Sabato 24 Ottobre 2015 alle 14:33 | 0 commenti
Di Sandro Magister*
La notizia bomba, con automatica smentita, della "macchia" nel cervello del papa ha fatto esplodere i media. Ma nemmeno col sinodo si scherza. Non era mai accaduto che un consesso tra vescovi conquistasse le prime pagine dei giornali. E invece con Francesco accade. È un altro dei capolavori di questo papa così fuori dal comune.
Sono bastate poche sue decisioni e poche sue battute accortamente dosate, a cominciare da quel memorabile «Chi sono io per giudicare?», per scatenare nella Chiesa un conflitto senza precedenti e accendere nella pubblica opinione mondiale l'aspettativa inaudita di un ribaltamento dei paradigmi cattolici su questioni chiave come il divorzio e l'omosessualità .
IL SEGRETO di questo successo comunicativo è l'abilità sopraffina di Jorge Mario Bergoglio di giocare su due registri.
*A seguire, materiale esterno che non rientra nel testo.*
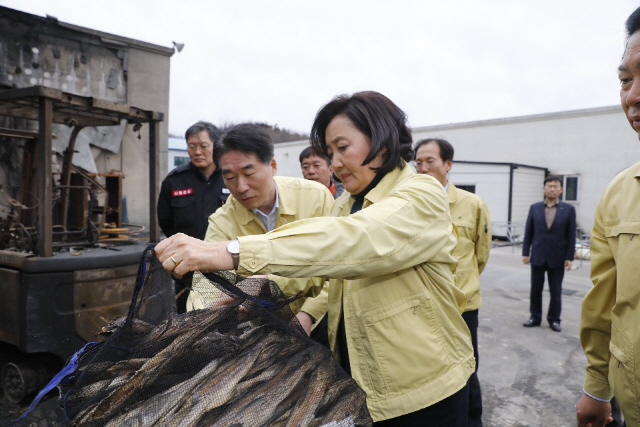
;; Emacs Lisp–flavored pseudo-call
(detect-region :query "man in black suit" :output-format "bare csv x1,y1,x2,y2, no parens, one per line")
522,175,576,332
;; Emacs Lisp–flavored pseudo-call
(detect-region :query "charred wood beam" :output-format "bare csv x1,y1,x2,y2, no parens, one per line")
36,96,53,257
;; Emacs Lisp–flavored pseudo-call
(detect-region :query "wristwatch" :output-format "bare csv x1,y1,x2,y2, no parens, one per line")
227,239,240,270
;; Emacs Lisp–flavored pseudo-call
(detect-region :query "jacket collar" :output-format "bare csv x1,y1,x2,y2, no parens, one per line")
443,181,458,204
363,163,413,207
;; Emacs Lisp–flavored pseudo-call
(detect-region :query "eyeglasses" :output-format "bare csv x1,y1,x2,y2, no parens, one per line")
187,144,212,151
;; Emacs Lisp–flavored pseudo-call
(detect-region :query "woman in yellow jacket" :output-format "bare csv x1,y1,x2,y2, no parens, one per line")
155,92,475,427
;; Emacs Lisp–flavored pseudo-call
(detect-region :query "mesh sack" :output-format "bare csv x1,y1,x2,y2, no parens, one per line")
19,246,372,427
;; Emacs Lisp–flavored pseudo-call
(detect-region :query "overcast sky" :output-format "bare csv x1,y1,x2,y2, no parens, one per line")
0,0,639,135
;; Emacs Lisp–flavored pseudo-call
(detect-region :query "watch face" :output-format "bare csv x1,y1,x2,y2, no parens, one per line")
227,240,240,254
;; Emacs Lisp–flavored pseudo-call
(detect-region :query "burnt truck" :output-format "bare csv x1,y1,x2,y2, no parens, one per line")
0,7,173,403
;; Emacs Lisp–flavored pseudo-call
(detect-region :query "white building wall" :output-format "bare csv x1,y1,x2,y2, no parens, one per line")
449,163,509,224
274,139,309,178
413,106,640,231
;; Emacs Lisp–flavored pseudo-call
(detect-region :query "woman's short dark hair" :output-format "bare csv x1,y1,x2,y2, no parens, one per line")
213,123,273,164
311,91,413,173
184,120,222,144
413,138,454,162
625,7,640,38
544,175,562,187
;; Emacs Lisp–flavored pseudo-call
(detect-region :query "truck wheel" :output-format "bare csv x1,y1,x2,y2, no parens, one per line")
1,362,47,403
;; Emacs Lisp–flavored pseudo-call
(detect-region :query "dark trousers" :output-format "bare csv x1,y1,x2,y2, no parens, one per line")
529,264,564,323
462,310,482,427
311,314,331,350
373,384,469,427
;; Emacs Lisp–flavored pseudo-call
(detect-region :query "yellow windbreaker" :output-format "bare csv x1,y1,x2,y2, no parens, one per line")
580,163,640,426
199,176,334,318
239,165,475,421
447,182,491,311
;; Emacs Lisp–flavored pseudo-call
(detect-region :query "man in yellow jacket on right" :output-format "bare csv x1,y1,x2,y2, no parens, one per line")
415,138,491,427
576,8,640,427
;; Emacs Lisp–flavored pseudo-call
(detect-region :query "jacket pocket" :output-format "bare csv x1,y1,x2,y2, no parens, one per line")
609,325,640,416
360,294,445,400
171,194,198,227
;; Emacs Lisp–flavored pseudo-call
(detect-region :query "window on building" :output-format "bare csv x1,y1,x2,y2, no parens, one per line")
173,156,189,166
454,184,476,194
562,175,580,202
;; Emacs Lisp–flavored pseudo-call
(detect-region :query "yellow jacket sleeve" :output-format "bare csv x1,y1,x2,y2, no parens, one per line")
239,174,456,279
476,202,491,274
580,204,617,399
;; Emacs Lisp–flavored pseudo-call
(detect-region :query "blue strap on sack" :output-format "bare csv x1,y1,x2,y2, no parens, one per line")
18,244,155,420
18,342,101,420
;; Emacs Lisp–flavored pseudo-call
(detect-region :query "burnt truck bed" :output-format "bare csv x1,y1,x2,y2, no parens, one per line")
0,243,147,360
0,241,152,402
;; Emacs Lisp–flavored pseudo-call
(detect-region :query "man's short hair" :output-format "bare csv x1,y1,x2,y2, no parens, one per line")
184,120,222,144
413,138,453,162
544,175,562,187
625,7,640,38
213,123,274,164
300,147,331,166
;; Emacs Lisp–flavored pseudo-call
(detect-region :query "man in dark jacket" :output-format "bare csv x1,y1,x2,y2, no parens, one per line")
158,121,229,313
522,175,576,332
158,121,229,239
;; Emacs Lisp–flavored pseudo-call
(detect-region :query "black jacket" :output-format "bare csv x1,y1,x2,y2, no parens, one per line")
158,162,229,239
522,202,576,268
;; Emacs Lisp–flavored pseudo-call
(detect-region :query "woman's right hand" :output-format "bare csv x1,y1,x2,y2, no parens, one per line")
153,233,233,279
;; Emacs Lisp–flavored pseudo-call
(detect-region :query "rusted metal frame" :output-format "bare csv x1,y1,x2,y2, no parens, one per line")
0,127,38,139
60,126,84,229
36,96,53,257
149,120,160,242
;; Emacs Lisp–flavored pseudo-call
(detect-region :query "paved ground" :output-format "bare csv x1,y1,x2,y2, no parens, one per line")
478,247,591,427
0,242,591,427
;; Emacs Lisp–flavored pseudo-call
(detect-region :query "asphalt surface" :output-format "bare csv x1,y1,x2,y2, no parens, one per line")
0,242,591,427
478,246,591,427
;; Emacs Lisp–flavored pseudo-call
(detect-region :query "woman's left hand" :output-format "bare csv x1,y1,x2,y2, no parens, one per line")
153,233,233,279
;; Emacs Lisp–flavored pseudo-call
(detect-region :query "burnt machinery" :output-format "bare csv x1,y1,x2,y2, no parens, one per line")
0,86,164,402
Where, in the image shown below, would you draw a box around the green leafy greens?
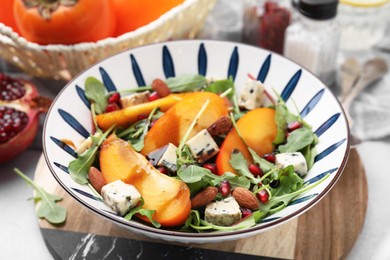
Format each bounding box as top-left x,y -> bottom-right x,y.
68,126 -> 115,184
124,197 -> 161,228
14,168 -> 67,224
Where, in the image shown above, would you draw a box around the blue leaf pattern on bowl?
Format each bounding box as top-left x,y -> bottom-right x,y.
71,188 -> 102,201
280,69 -> 302,102
54,162 -> 69,174
288,193 -> 318,206
162,45 -> 176,78
50,136 -> 78,158
227,46 -> 240,81
76,85 -> 91,109
314,113 -> 340,137
130,54 -> 146,87
58,108 -> 89,138
198,43 -> 207,76
314,139 -> 346,163
257,54 -> 271,83
305,168 -> 338,184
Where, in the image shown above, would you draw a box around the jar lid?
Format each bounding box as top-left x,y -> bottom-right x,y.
298,0 -> 339,20
340,0 -> 390,8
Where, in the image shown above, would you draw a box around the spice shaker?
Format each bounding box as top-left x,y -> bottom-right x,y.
284,0 -> 340,86
242,0 -> 291,54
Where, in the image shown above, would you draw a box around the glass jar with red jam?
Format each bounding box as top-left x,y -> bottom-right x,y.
243,0 -> 291,54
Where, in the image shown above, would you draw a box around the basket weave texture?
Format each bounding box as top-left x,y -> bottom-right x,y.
0,0 -> 217,80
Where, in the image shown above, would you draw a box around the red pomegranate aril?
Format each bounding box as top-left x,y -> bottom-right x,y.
263,153 -> 276,163
248,164 -> 263,177
157,166 -> 168,174
149,91 -> 160,101
219,180 -> 231,197
108,92 -> 121,104
241,208 -> 252,218
256,190 -> 269,203
287,121 -> 302,132
0,106 -> 28,143
137,113 -> 149,121
203,163 -> 217,174
106,103 -> 120,113
0,74 -> 26,101
0,73 -> 51,164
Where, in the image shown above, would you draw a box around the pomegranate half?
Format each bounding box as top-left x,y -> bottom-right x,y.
0,73 -> 51,164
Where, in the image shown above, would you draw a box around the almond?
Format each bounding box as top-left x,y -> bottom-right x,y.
191,186 -> 218,209
152,79 -> 171,98
88,166 -> 107,194
207,116 -> 232,136
232,187 -> 259,210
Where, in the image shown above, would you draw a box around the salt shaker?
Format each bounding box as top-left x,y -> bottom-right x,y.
284,0 -> 341,86
243,0 -> 291,54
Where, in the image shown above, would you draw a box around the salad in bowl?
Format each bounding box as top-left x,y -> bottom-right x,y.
44,41 -> 349,243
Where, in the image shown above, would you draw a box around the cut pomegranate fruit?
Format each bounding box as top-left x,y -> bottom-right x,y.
0,73 -> 51,163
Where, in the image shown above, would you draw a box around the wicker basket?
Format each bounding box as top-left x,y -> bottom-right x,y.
0,0 -> 217,80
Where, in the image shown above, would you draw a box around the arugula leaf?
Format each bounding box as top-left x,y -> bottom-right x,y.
190,212 -> 262,232
260,174 -> 330,214
177,165 -> 218,196
177,165 -> 250,195
221,172 -> 251,189
205,78 -> 235,99
269,165 -> 303,196
177,165 -> 210,183
14,168 -> 67,224
176,99 -> 210,169
248,146 -> 276,173
68,126 -> 115,185
124,197 -> 161,228
85,77 -> 108,114
229,150 -> 260,185
279,127 -> 315,153
165,75 -> 207,92
118,108 -> 163,152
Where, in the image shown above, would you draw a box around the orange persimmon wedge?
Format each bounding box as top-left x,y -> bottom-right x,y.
216,108 -> 276,175
99,134 -> 191,227
141,92 -> 228,155
96,93 -> 188,131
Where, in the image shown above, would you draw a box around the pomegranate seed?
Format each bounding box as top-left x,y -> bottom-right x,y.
269,180 -> 280,189
137,113 -> 149,121
219,180 -> 231,197
157,166 -> 168,174
256,190 -> 269,203
248,164 -> 263,177
106,103 -> 119,113
263,153 -> 276,163
108,92 -> 121,104
0,73 -> 26,101
0,106 -> 29,144
149,119 -> 157,128
241,208 -> 252,218
287,121 -> 302,132
149,91 -> 160,101
203,163 -> 217,174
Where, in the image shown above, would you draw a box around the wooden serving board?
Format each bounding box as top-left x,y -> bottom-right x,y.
35,149 -> 368,259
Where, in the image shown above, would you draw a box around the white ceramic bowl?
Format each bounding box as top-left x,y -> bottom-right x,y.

Tra il sinodo del 2014 e questo del 2015 Francesco ha inanellato più di cinquanta interventi pubblici perfettamente in linea con la dottrina tradizionale della Chiesa: contro l'ideologia del "gender", contro i divorziati risposati che "pretendono" la comunione e perfino a favore di una virtù antica e dimenticata come la castità prima del matrimonio. Ma tutto questo non sfonda minimamente sui media e nemmeno nel corpo della Chiesa, dove invece trionfano i continui rimbrotti del papa contro i "doganieri" privi di cuore e i suoi incessanti appelli a spalancare le porte della misericordia a divorziati
e omosessuali. Questo doppio effetto mediatico, di silenzio e di rumore, Bergoglio lo sa e lo vuole.
UNA RIVOLUZIONE che Francesco ha già messo in opera da solo, mettendo il sinodo davanti al fatto compiuto, sono le nuove procedure per le dichiarazioni di nullità dei matrimoni, facili, gratuite
e superveloci. Tecnicamente non hanno niente a che vedere con il divorzio, ma la pubblica opinione le ha già classificate ed applaudite così.
E se il sinodo arrivasse ad approvare la comunione ai divorziati risposati, per il dogma dell'indissolubilità sarebbe a giudizio di molti la fine. L'ipotesi è irreale, perché due terzi dei padri sinodali sono contrari. Ma se si guarda a come il sinodo è fatto funzionare, e a come è gestita la comunicazione
ai media dei lavori sinodali a porte chiuse, non stupisce che tredici cardinali di primissima grandezza abbiano espresso per lettera a Francesco la loro «preoccupazione».
QUANDO LA LETTERA era ancora segreta, già da Casa Santa Marta era partita la controffensiva mediatica contro i tredici cardinali, con papa Francesco in persona che interveniva in sinodo a bollare «l'ermeneutica cospirativa» e con il vaticanista a lui più vicino ed amico, Andrea Tornielli di "Vatican Insider", che additava proprio nei tredici i cospiratori. Ma ancor più indicativo è ciò che è accaduto dopo la pubblicazione della lettera sul sito Web de "l'Espresso". Perché più che sull'autore dello "scoop" la controffensiva mediatica, vaticana e non, si è scatenata contro i tredici firmatari della lettera, che pur rappresentano il Gotha della gerarchia mondiale, con tra loro gli arcivescovi di New York, Toronto, Houston, Utrecht, Bologna, Durban, Nairobi, Caracas, più gli ex di Sydney, Ratisbona e Konakry chiamati o confermati in curia dallo stesso papa Francesco. L'attacco più velenoso contro i tredici suoi confratelli è venuto da un altro cardinale prediletto da Bergoglio, l'arcivescovo di Washington Donald Wuerl, in un'intervista ad "America", la rivista dei gesuiti "liberal" di New York.
PADRE THOMAS ROSICA, il comunicatore ufficiale del sinodo per i media anglofoni, ha subito
fatto circolare l'intervista di Wuerl accompagnata da una sua entusiastica raccomandazione. Mentre si deve a padre Manuel Dorantes, il comunicatore di lingua spagnola, il formidabile colpo ad effetto del bambino che alla sua prima comunione dà un pezzetto dell'ostia al papà divorziato e risposato. «Il racconto ha commosso i padri sinodali», ha garantito. E ha puntualmente conquistato
le prime pagine. Il sinodo mediatico ha già vinto su quello reale.